M->>HR: turn_to_heading(0)
HR->>HR: Compute: target = reference + 0 = 1.234 rad
HR->>IMU: Turn until heading ≈ 1.234 rad
The heading reference is stored as a RobotService — it persists across missions within a single run.
When to Use Heading References
- After wall-aligning, mark the reference. All subsequent
turn_to_heading()calls will be relative to that wall. - If you need to face the same direction at multiple points in a mission.

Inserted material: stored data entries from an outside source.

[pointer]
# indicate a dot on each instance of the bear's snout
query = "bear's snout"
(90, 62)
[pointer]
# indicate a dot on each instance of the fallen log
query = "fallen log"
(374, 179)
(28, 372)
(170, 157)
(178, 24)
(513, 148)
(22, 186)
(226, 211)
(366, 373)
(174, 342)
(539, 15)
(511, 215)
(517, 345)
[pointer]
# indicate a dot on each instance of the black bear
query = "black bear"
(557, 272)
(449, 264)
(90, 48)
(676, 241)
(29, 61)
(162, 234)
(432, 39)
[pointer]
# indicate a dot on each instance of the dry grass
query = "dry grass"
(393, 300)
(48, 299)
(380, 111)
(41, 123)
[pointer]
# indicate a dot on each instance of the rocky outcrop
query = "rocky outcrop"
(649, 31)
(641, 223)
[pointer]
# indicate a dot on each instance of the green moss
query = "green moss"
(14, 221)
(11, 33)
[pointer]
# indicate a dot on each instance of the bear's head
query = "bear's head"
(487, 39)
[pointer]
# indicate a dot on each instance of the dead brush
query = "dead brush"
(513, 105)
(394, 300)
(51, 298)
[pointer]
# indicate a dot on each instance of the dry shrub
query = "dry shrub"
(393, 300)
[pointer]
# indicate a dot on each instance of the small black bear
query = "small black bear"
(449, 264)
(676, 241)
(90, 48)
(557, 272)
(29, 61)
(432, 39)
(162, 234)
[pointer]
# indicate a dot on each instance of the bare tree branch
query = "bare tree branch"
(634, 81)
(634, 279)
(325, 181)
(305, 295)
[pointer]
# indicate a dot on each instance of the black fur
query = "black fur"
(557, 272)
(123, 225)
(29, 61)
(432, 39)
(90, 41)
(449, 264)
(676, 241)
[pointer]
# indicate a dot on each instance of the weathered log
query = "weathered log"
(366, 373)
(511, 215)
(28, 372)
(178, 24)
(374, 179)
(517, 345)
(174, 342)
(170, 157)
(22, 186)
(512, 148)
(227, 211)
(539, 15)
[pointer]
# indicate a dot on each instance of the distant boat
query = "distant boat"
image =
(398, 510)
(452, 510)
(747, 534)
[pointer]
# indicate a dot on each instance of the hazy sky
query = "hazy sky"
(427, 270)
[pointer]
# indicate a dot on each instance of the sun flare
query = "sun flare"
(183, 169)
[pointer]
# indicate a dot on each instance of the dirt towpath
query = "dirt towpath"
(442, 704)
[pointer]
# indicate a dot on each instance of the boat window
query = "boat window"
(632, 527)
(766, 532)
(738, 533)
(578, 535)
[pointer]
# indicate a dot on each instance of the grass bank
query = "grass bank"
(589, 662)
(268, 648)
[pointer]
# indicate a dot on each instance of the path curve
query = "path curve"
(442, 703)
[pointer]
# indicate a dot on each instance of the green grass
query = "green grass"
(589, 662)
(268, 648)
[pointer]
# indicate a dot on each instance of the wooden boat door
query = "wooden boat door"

- When cumulative turn errors would otherwise build up.
# Bad: cumulative error
turn_right(90)
drive_forward(50)
turn_left(90) # Might not be exactly back to original heading
# Good: absolute heading
mark_heading_reference()
turn_right(90)
drive_forward(50)
turn_to_heading(0) # Guaranteed back to reference heading
Odometry Accuracy
Odometry drifts over time. Every measurement has small errors that accumulate:
| Source | Error Type | Impact |
|---|---|---|
| Wheel slip | Position drift | Robot thinks it traveled further/shorter than it did |
| Wheel diameter variation | Scale error | All distances are off by a constant factor |
| IMU gyro drift | Heading drift | Slow rotation of coordinate frame |
| Uneven surfaces | Position + heading | Bumps cause encoder miscounts |
Mitigating Drift
- Calibrate regularly: Run
calibrate(distance_cm=50)at the start of every match. This measures the actual ticks-per-cm for your robot on that surface. - Use wall alignment:
wall_align_backward()+mark_heading_reference()resets heading drift. - Use line detection:
drive_until_black()andlineup_on_black()provide absolute position references from the game table. - Keep missions short: Less driving = less accumulated error.
- Don’t rely on pure odometry for long distances: After driving 2+ meters, re-align using a wall or line.